SEC Chair Gives Big Shout Out for Whistleblowers
By the C|C Whistleblower Lawyer Team
Yesterday, SEC Chair Mary Jo White spoke at Northwestern University Law School on the invaluable role of the corporate whistleblower and the still burgeoning SEC whistleblower program that she describes as a “game changer” for government enforcement. Here is her summary of the program’s many accomplishments since its inception nearly four years ago.
- Increasing Volume of Tips. The number of tips to the SEC Whistleblower Office continues to climb, having increased by more than 20 percent over the most recent year. For 2014, the SEC received over 3,600 tips (about ten a day), up from about 3,200 tips in 2013. And in the first quarter of this year, the numbers have increased again, by more than 20 percent over the same quarter last year.
- Increasing Quality of Tips. With the increase in tips has come a commensurate increase in the quality of the tips. As Chairperson White reports, “we also continue to receive higher quality tips that are of tremendous help to the Commission in stopping ongoing and imminent fraud, and lead to significant enforcement actions on a much faster timetable than we would be able to achieve without the information and assistance from the whistleblower.”
- Increasing Number and Size of Whistleblower Awards. A total of seventeen whistleblower awards have been made to date with total payouts nearing $50 million and the SEC’s highest award of $30 million made last fall. Chairperson White promises this trend to continue, highlighting her agency “issued more awards to more people for more money than in any previous year — and that trend is expected to accelerate.”
- Awards to Officers/Directors and Compliance/Audit Personnel. These individuals are not eligible for a whistleblower award unless they first report their concerns internally (and wait at least 120 days), or if they believe more immediate SEC disclosure is necessary to prevent imminent and substantial misconduct. Two awards have recently been made under both exceptions. In March 2015, the SEC made a $500,000 payout to a former company officer who waited the specified time. And just this month, the agency announced an award of more than a million dollars to a compliance professional.
- Strength of Internal Compliance Programs. The SEC whistleblower program has not undermined internal compliance programs as so many had feared. It has had just the opposite effect as “all indications are that internal compliance functions are as strong as ever — if not stronger — and that insiders continue to report possible violations internally first. With respect to those whistleblowers who are company insiders, more than 80 percent of them first raised their concerns internally to their supervisors or compliance personnel before reporting to the agency.
- Preventing and Punishing Retaliation. The agency has aggressively enforced the anti-retaliation provisions of the Dodd-Frank Act. In June 2014, it brought and settled its first whistleblower retaliation action against a hedge fund, securing more than $2 million in monetary sanctions, of which $600,000 went to the whistleblower. The SEC also has intervened in several private cases to argue the anti-retaliation protections of Dodd-Frank should apply whether the whistleblower reports internally or to the SEC.

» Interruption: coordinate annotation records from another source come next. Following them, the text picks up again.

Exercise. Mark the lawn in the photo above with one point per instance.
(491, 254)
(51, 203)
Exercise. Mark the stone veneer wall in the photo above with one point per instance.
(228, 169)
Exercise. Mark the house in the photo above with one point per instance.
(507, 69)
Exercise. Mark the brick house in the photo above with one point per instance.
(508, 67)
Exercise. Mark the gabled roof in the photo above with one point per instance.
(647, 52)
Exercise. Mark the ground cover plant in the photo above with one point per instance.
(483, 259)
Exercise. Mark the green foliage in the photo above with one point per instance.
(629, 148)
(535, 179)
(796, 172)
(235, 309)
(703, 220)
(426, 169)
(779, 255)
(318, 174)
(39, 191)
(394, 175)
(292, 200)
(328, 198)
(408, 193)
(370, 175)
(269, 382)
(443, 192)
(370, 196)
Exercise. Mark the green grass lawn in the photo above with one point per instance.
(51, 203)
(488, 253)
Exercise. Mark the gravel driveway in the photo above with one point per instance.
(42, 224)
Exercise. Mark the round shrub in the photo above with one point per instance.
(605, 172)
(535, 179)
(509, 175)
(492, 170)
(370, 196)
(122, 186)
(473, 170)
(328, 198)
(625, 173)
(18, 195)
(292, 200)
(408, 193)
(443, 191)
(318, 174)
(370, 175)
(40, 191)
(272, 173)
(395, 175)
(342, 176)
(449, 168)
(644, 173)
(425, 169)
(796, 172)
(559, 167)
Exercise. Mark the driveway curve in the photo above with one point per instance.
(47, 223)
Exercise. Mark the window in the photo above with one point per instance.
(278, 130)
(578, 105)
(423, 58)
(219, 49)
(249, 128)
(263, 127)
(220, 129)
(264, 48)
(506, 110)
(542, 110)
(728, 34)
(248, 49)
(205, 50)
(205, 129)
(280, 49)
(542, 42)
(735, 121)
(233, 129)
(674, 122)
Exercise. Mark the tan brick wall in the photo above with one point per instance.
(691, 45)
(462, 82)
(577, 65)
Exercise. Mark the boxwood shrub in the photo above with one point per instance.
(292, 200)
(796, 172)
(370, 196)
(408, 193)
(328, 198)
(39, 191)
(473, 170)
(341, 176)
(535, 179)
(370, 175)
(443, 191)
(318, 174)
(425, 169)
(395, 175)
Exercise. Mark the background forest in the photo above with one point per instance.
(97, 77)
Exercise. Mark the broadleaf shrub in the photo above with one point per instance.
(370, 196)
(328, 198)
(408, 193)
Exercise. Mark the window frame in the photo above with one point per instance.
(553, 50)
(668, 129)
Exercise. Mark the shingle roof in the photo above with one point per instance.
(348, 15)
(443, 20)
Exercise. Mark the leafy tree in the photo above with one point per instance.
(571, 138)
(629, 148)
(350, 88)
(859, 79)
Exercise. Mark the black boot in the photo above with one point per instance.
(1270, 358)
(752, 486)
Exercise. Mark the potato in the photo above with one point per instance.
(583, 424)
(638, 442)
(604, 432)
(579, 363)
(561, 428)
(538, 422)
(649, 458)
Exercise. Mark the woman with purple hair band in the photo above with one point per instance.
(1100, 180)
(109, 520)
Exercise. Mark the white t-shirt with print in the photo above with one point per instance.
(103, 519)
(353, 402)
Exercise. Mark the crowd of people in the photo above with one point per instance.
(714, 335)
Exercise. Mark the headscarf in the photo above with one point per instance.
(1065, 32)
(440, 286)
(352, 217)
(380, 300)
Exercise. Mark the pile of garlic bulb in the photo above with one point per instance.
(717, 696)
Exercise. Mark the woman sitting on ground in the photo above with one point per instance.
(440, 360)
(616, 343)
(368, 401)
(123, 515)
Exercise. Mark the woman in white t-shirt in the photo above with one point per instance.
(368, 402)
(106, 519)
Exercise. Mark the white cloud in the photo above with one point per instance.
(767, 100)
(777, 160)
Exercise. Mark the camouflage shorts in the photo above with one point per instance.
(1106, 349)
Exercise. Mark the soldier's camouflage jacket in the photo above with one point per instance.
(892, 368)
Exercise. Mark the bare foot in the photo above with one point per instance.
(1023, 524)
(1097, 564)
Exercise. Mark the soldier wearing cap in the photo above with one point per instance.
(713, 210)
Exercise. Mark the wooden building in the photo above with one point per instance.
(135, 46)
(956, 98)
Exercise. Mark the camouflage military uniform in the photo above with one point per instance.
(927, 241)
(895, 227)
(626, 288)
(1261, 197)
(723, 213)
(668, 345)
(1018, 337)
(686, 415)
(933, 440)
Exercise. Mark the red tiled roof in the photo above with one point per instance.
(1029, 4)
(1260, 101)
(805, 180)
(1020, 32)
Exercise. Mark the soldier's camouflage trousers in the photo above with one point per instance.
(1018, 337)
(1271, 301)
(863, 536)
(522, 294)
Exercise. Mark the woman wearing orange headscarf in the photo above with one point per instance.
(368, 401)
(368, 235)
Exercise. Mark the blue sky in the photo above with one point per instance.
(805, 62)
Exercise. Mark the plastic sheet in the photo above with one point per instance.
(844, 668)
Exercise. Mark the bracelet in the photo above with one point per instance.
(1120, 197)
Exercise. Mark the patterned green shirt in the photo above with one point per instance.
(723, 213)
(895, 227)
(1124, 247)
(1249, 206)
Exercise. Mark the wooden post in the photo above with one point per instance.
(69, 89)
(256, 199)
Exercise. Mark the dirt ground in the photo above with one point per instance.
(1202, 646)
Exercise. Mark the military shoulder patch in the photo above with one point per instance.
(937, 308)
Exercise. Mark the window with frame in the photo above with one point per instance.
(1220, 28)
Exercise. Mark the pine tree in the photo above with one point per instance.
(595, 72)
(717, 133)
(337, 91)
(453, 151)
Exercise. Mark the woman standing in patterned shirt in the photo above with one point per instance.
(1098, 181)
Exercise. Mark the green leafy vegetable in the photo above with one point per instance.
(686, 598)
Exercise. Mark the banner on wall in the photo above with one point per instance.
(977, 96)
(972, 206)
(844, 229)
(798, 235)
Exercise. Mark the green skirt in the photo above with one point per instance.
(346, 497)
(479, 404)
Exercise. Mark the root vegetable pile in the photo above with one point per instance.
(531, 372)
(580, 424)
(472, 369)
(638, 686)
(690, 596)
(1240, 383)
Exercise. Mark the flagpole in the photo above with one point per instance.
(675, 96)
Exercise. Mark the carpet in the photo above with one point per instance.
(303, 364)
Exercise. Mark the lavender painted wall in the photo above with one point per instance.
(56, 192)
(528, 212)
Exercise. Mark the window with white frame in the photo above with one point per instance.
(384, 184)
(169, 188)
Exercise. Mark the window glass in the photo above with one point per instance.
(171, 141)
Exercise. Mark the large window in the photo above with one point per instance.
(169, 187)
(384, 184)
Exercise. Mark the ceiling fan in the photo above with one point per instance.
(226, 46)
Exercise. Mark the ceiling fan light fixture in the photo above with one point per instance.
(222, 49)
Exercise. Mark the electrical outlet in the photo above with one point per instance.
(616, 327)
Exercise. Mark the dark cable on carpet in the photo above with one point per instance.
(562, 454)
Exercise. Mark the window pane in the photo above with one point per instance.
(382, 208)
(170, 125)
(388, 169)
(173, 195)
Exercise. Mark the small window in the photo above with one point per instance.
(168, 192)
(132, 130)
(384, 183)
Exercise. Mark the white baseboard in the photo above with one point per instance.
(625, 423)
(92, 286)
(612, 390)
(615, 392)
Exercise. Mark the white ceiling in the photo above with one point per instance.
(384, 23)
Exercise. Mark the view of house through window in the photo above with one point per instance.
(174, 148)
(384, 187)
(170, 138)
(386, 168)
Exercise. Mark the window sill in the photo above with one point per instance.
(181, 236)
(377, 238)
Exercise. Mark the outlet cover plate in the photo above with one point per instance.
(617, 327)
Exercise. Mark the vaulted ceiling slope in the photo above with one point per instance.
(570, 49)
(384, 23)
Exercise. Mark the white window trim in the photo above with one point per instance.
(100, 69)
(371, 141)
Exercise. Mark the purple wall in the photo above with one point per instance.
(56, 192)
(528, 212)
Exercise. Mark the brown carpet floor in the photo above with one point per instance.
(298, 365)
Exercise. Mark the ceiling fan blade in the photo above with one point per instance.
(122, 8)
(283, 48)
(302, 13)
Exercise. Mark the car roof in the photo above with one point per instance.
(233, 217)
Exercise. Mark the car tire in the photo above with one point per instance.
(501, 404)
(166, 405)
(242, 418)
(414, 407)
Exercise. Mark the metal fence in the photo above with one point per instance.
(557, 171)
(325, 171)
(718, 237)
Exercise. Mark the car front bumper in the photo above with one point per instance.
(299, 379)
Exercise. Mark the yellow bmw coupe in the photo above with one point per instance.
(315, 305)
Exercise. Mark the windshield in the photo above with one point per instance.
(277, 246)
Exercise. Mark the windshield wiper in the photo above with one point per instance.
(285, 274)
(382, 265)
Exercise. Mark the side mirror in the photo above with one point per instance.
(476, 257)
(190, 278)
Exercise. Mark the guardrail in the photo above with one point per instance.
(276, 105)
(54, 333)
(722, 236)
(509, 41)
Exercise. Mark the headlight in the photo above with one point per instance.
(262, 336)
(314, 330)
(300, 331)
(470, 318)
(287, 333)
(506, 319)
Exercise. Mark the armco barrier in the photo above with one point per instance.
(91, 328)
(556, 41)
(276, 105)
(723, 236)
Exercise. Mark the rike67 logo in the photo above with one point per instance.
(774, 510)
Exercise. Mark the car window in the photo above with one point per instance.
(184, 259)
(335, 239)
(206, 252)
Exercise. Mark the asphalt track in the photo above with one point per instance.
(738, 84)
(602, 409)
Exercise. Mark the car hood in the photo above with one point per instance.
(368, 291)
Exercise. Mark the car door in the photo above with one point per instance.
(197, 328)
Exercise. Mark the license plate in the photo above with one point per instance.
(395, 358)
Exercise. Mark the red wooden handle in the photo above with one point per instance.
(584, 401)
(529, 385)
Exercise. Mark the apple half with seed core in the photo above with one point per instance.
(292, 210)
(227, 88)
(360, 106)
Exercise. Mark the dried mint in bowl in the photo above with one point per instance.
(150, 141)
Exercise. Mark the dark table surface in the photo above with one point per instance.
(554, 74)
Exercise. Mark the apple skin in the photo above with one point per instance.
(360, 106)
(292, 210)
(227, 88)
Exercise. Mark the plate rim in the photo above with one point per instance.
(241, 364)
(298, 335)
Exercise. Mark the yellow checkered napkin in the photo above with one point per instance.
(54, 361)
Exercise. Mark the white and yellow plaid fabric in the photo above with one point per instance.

- Preventing Anti-Whistleblower Gag Clauses. The SEC is going after companies that use agreements or other mechanisms to improperly stifle whistleblowers from coming forward. On April 1, 2015, the agency announced its first enforcement action in this regard, charging KBR Inc. with violating Rule 21F-17 because it required witnesses in certain internal investigations to sign these kinds of confidentiality agreements. The agency has also sternly warned against requiring employees to sign agreements mandating they forego any whistleblower award or represent, as a precondition to obtaining a severance payment, that they have not made a prior report of misconduct to the SEC.
In concluding, Ms. White wanted to make one thing perfectly clear. We should not fear whistleblowers. Rather, we should embrace them as a critical part of our enforcement scheme.
The bottom line is that responsible companies with strong compliance cultures and programs should not fear bona fide whistleblowers, but embrace them as a constructive part of the process to expose the wrongdoing that can harm a company and its reputation. . . . I would urge that, especially in the post-financial crisis era when regulators and right-minded companies are searching for new, more aggressive ways to improve corporate culture and compliance, it is past time to stop wringing our hands about whistleblowers. They provide an invaluable public service, and they should be supported. And, we at the SEC increasingly see ourselves as the whistleblower’s advocate.
Kudos to Chairperson White and the work she and her agency have done in furthering this Golden Age of the Whistleblower.